Counsel for plaintiff say that this point *781was not made by counsel for defendant in argument; that, had there been any intimation that pleadings were defective in this respect, proper amendment would have been made. We accept the statement of counsel as being — no doubt it is — entirely true as made. We take it that no liquidator has ever been appointed in New Jersey, at the domicile of the company. It none the less remains as a fact that in a suit to which plaintiff was a party — that is, in 272 and 330, consolidated— the defendant company did appear, and contradictorily with it, the court decided that the mortgage claimed by plaintiff in executory proceedings is a valid mortgage.

This judgment does not have the effect of res judicata, for 12 months have not elapsed since it was rendered. It does have the effect of preventing the company or any of its stockholders from resorting to other proceedings by injunction to prevent foreclosure upon grounds passed upon in 272 and 330, the first proceeding.

It is well settled that a corporation created under the laws of another state of the Union has the right to sue in the courts here. Life Ass’n of America v. Levy, 33 La. Ann. 1203. We have seen that this corporation did appear. It was represented .by those who alleged that they had authority to represent it in the proceedings instituted. The authority of its representatives was not questioned. Contradictorily with them, the proceedings were conducted which resulted in a judgment, as before stated.

The proceedings of foreclosure via executiva were in their nature in rem, and are binding upon all parties in interest until set aside. The corporation being bound, a fortiori the stockholders whose interests are represented by the corporation are bound.

The defense, on the face of the papers, was properly made in the name of the corporation. The shareholder cannot be heard to champion the same cause in another suit, particularly in view of the fact that he was a party to the first suit. Primarily, suit must be brought or defended by the corporation, and not by the shareholders. De Blanc v. Du Martrait, 3 La. Ann. 542. This suit was defended by the corporation. The court had jurisdiction. The proceedings were not null. They remain as binding until annulled in one of the ways provided by law.

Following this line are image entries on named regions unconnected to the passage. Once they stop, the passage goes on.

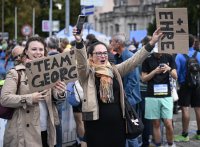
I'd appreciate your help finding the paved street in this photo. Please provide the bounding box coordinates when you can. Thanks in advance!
[174,109,200,147]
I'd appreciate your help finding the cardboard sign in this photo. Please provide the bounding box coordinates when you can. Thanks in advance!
[156,8,189,54]
[26,50,77,92]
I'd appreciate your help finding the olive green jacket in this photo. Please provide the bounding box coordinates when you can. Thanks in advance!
[0,64,62,147]
[75,44,150,120]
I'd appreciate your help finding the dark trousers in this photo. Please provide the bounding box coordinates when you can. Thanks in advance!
[41,131,49,147]
[140,91,152,147]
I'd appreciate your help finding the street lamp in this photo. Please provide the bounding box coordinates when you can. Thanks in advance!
[197,5,200,39]
[1,0,4,39]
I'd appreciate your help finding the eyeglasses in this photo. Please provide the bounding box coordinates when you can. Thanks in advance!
[93,52,108,57]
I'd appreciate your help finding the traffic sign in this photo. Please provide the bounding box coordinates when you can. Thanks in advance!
[81,5,94,15]
[21,24,32,36]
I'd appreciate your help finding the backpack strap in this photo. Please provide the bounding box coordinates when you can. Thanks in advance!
[74,83,81,102]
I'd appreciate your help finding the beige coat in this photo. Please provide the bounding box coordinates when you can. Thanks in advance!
[75,47,150,120]
[0,64,59,147]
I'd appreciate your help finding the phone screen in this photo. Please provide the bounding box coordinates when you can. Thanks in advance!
[76,15,86,34]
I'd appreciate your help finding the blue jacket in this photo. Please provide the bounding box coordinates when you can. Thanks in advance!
[175,47,200,84]
[115,49,142,106]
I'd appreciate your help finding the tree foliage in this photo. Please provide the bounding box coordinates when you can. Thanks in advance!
[0,0,80,39]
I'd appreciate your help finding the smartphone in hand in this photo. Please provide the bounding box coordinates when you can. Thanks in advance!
[76,15,86,34]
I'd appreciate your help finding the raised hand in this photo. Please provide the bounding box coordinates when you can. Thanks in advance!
[149,28,163,46]
[32,90,49,103]
[72,26,83,42]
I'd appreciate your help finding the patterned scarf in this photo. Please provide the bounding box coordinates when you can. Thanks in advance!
[89,60,114,103]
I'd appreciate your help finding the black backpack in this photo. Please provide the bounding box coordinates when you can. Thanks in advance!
[184,51,200,88]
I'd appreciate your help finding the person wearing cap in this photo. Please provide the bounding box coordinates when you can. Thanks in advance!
[141,44,177,146]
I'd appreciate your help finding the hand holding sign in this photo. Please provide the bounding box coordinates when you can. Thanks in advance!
[73,26,83,42]
[32,90,49,103]
[54,81,66,95]
[149,28,163,46]
[26,50,77,92]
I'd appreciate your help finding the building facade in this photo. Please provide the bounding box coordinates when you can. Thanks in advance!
[88,0,169,39]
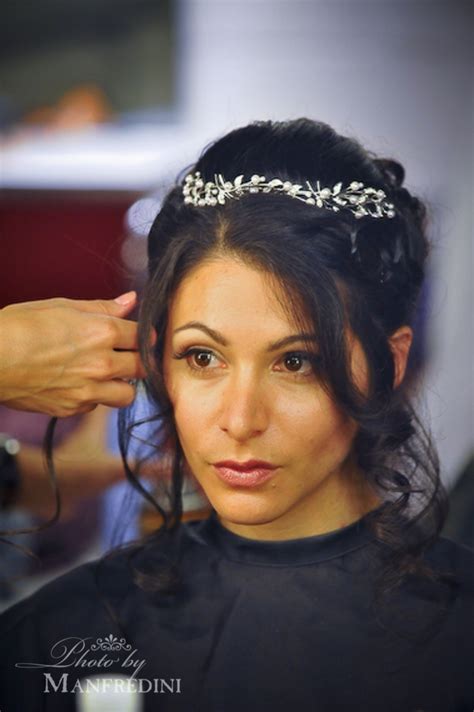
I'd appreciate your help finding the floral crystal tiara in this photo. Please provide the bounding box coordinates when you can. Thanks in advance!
[183,171,396,218]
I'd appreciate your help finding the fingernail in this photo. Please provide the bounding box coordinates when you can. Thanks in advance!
[114,292,137,307]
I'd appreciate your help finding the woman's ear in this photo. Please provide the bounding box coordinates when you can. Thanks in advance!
[388,326,413,388]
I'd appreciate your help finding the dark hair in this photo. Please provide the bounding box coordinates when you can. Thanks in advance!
[122,118,454,608]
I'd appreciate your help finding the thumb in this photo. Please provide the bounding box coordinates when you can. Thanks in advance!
[70,291,137,317]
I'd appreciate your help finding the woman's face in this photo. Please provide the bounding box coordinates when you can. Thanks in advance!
[164,257,375,539]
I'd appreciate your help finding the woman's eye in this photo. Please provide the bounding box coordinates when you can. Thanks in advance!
[174,348,219,371]
[189,350,215,368]
[281,352,313,375]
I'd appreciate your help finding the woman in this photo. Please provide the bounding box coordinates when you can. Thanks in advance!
[0,119,474,712]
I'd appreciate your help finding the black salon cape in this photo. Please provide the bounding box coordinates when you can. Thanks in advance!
[0,515,474,712]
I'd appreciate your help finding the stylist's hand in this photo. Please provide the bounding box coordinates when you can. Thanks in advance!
[0,292,144,417]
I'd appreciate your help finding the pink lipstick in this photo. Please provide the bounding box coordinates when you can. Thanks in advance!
[214,460,277,487]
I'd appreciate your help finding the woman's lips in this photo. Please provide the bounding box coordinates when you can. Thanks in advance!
[214,460,277,487]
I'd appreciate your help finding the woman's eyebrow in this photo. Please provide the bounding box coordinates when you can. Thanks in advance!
[173,321,228,346]
[173,321,317,351]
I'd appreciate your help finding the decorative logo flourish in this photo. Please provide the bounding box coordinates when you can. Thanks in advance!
[91,633,132,650]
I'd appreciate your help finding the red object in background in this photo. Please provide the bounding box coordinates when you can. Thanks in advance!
[0,190,137,307]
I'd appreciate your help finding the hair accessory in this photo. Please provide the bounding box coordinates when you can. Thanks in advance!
[183,171,395,218]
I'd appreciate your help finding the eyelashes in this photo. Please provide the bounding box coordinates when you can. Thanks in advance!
[173,346,320,379]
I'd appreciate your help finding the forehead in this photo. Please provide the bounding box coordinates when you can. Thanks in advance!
[168,257,302,336]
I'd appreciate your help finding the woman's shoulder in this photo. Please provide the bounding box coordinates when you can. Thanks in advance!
[427,536,474,585]
[0,527,202,636]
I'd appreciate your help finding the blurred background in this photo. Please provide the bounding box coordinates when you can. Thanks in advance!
[0,0,474,608]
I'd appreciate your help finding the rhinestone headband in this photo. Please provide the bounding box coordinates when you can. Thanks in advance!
[183,171,395,218]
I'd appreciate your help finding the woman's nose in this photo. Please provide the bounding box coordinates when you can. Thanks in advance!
[219,376,268,442]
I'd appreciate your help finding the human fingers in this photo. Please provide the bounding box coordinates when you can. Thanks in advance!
[5,291,137,317]
[62,291,137,317]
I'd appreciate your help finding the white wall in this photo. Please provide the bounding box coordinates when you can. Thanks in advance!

We think that there are cases in which the judge is vested with jurisdiction to refuse to grant an injunction.

From the point of view before discussed, the plaintiff was absolutely without right, in view of the prior judgment, to champion the cause of the corporation. This presented ground sufficient to decline the injunction, and to compel plaintiff to seek remedy by bringing up the judgment on appeal in the first case. O’Connor v. Sheriff, 30 La. Ann. 441; Naughton v. Dinkgrave, 25 La. Ann. 538; City of Shreveport v. Flournoy, 26 La. Ann. 709.

For reasons assigned, it is ordered, adjudged, and decreed that the judgment in this case be, and the same is, affirmed at appellant’s costs.